Acórdão do Tribunal da Relação do Porto
Processo:
9640032
Nº Convencional: JTRP00017216
Relator: TEIXEIRA PINTO
Descritores: AUDIÊNCIA DE JULGAMENTO
FALTA DO RÉU
JUSTIFICAÇÃO DA FALTA
DOENÇA
ATESTADO MÉDICO
REQUISITOS
CAÇA
AMNISTIA
EXTINÇÃO DO PROCEDIMENTO CRIMINAL
ARMA CAÇADEIRA
PERDA A FAVOR DO ESTADO
Nº do Documento: RP199603069640032
Data do Acordão: 03/06/1996
Votação: UNANIMIDADE
Tribunal Recorrido: T J V POUCA AGUIAR
Texto Integral: N
Privacidade: 1
Meio Processual: REC PENAL.
Decisão: NEGADO PROVIMENTO. PROVIDO. REVOGADA A DECISÃO.

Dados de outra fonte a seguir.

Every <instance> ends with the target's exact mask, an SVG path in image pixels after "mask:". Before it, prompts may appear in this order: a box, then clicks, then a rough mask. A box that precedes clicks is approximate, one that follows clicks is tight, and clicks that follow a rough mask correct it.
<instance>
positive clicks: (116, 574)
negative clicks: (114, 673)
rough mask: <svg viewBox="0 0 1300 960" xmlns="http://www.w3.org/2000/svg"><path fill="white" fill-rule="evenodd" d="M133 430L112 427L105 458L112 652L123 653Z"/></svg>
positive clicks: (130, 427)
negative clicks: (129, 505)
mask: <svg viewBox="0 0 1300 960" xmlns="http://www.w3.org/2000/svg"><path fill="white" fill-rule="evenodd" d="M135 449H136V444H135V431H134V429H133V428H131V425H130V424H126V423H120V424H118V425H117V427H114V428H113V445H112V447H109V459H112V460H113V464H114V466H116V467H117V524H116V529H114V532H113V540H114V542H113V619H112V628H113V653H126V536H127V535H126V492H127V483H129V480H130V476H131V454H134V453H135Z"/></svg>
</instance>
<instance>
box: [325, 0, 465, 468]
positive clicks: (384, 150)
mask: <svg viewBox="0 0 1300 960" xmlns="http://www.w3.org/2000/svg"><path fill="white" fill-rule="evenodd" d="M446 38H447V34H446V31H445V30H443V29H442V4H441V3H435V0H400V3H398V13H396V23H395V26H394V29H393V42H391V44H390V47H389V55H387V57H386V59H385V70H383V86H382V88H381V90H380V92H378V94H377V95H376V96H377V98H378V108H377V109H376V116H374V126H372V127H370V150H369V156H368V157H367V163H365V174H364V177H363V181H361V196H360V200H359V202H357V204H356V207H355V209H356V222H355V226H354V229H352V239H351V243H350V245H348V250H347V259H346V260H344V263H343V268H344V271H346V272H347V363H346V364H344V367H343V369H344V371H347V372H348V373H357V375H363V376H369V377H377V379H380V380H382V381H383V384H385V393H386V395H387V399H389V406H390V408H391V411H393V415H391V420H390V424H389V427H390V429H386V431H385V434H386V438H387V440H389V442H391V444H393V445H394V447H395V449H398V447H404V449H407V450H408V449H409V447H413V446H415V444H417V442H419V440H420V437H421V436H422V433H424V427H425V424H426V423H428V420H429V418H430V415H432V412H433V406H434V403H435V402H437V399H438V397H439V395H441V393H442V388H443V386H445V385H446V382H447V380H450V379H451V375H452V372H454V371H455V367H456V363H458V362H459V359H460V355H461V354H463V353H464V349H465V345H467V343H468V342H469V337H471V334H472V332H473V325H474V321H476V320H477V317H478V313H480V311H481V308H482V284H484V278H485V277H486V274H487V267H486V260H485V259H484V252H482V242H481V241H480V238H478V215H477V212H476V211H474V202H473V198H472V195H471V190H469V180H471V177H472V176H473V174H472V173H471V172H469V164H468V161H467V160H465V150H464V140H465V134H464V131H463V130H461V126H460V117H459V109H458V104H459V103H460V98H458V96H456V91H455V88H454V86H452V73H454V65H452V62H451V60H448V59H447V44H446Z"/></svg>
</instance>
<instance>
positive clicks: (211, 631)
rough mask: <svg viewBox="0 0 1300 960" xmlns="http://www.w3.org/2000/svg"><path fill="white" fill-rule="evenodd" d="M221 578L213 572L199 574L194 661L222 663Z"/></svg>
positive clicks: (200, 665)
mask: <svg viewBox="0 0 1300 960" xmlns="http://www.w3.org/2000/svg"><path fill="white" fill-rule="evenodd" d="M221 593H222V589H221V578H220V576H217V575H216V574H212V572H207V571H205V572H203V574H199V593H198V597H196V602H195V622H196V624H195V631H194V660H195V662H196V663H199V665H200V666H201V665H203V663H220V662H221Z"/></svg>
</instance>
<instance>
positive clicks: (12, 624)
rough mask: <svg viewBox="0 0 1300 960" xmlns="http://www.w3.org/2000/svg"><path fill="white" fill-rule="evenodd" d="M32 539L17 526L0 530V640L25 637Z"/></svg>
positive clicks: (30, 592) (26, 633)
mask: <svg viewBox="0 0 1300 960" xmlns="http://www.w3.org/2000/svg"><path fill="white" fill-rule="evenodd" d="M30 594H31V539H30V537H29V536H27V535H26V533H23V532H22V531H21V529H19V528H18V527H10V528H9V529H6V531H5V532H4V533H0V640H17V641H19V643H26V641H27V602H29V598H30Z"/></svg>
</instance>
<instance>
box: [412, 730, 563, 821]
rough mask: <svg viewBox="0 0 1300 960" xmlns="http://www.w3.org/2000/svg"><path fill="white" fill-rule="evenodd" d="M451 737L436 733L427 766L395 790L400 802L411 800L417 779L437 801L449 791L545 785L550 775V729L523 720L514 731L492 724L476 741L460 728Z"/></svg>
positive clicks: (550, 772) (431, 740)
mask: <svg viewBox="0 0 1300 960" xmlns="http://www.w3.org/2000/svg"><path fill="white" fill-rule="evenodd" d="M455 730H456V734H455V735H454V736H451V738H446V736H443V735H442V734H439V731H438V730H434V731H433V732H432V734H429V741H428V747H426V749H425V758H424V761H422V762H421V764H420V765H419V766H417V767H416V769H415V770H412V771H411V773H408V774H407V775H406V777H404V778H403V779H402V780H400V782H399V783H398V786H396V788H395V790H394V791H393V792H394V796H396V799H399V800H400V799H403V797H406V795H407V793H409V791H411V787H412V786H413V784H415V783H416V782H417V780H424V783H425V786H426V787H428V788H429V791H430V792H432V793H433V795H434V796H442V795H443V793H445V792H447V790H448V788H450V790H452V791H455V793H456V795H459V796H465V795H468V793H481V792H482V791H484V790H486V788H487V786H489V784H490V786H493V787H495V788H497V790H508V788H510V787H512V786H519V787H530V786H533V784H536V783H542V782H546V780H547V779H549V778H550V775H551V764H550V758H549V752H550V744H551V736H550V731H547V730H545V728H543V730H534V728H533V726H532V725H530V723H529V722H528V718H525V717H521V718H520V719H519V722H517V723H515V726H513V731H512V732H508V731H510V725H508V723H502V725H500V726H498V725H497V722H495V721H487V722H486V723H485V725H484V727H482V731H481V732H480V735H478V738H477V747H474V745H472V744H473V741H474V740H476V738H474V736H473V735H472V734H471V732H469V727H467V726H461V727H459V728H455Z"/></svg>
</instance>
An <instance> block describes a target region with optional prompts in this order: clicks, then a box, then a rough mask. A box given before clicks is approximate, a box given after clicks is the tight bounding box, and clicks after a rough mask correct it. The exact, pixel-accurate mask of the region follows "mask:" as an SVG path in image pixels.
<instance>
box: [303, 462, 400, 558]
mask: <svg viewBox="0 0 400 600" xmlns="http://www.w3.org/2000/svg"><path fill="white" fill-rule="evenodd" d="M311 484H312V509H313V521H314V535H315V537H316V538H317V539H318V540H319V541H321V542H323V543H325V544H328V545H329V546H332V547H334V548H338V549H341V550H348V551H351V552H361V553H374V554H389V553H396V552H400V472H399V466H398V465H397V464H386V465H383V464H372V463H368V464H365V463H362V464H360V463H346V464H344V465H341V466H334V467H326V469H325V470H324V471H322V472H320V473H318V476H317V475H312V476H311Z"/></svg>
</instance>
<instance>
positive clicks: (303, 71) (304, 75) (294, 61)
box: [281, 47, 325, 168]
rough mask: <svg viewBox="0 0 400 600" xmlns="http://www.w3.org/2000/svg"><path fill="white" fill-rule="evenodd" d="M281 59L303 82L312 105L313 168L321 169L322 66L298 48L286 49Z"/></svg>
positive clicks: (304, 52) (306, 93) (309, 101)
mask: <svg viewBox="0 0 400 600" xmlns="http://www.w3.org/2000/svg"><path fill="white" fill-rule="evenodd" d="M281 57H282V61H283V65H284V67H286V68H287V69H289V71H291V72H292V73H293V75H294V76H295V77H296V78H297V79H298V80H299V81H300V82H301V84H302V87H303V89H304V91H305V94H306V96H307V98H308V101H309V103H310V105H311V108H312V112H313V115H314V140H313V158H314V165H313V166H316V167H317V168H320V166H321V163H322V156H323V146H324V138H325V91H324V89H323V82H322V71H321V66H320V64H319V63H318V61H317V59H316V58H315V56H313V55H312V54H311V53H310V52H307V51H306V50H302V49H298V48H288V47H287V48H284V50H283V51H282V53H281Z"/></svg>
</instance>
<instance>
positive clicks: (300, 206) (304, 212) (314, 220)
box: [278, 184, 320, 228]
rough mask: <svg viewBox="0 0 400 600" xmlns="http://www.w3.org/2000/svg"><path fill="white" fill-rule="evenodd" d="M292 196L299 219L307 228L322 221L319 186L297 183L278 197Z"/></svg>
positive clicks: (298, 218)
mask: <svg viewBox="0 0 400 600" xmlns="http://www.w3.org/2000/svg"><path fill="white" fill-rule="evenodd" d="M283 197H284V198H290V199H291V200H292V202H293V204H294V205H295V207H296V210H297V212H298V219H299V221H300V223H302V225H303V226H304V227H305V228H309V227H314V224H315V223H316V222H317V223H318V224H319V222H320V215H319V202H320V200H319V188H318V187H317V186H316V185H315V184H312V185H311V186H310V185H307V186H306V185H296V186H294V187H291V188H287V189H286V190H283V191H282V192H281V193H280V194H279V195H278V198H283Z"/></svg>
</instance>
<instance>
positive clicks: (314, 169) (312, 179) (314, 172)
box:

Área Temática: DIR CRIM - TEORIA GERAL.
DIR PROC PENAL.
Legislação Nacional: DL 274-A/88 DE 1988/08/03 ART4 ART16 N1 ART22 N1 ART102 N1 B D
N2 A B.
L 30/86 DE 1986/08/27 ART31 N1.
CPP87 ART117 N1 N3.
L 15/94 DE 1994/05/11 ART1 CC ART4.
Jurisprudência Nacional: AC RP DE 1994/04/06 IN CJ T3 ANOXIX PAG239.
AC RP DE 1994/12/14 IN CJ T5 ANOXIX PAG260.
ASS STJ DE 1991/04/03 IN DR IS-A 1991/05/25.
Sumário: I - É insuficiente para se considerar justificada a falta do arguido a julgamento marcado para o dia
7 de Abril de 1994 a apresentação de atestado médico que diz apenas que o arguido " recorreu à assistência hospitalar naquela data, devido a queda no dia 6, sem contudo apresentar quaisquer alterações, sendo-lhe indicada vigilância ".
II - Não basta que o atestado diga que " está doente ", pois há doenças que não impedem ou não implicam grave inconveniência no comparecimento, e só quando há impossibilidade ou grave inconveniência nesse comparecimento se deve ter a falta por justificada.
III - Julgado extinto por amnistia o procedimento criminal relativamente ao crime previsto e punido pelos artigos 4 do Decreto-Lei n.274-A/88, de 3 de Agosto e 31 n.1 da Lei n.30/86, de 27 de Agosto
( falta de carta de caçador ) e às contravenções de falta de licença de caça e falta de seguro de caça, não é de aplicar o disposto no artigo 4 da
Lei n.15/94, de 11 de Maio ( perdimento da arma a favor do Estado ), se a arma apreendida estava legalizada e não pertencia ao arguido, tendo-a este utilizado sem o consentimento do seu proprietário, que, emigrante no estrangeiro, a havia deixado à guarda do pai do arguido. É que, nessas circunstâncias, não pode considerar-se existir sério risco de se verificar nova infracção idêntica à ocorrida.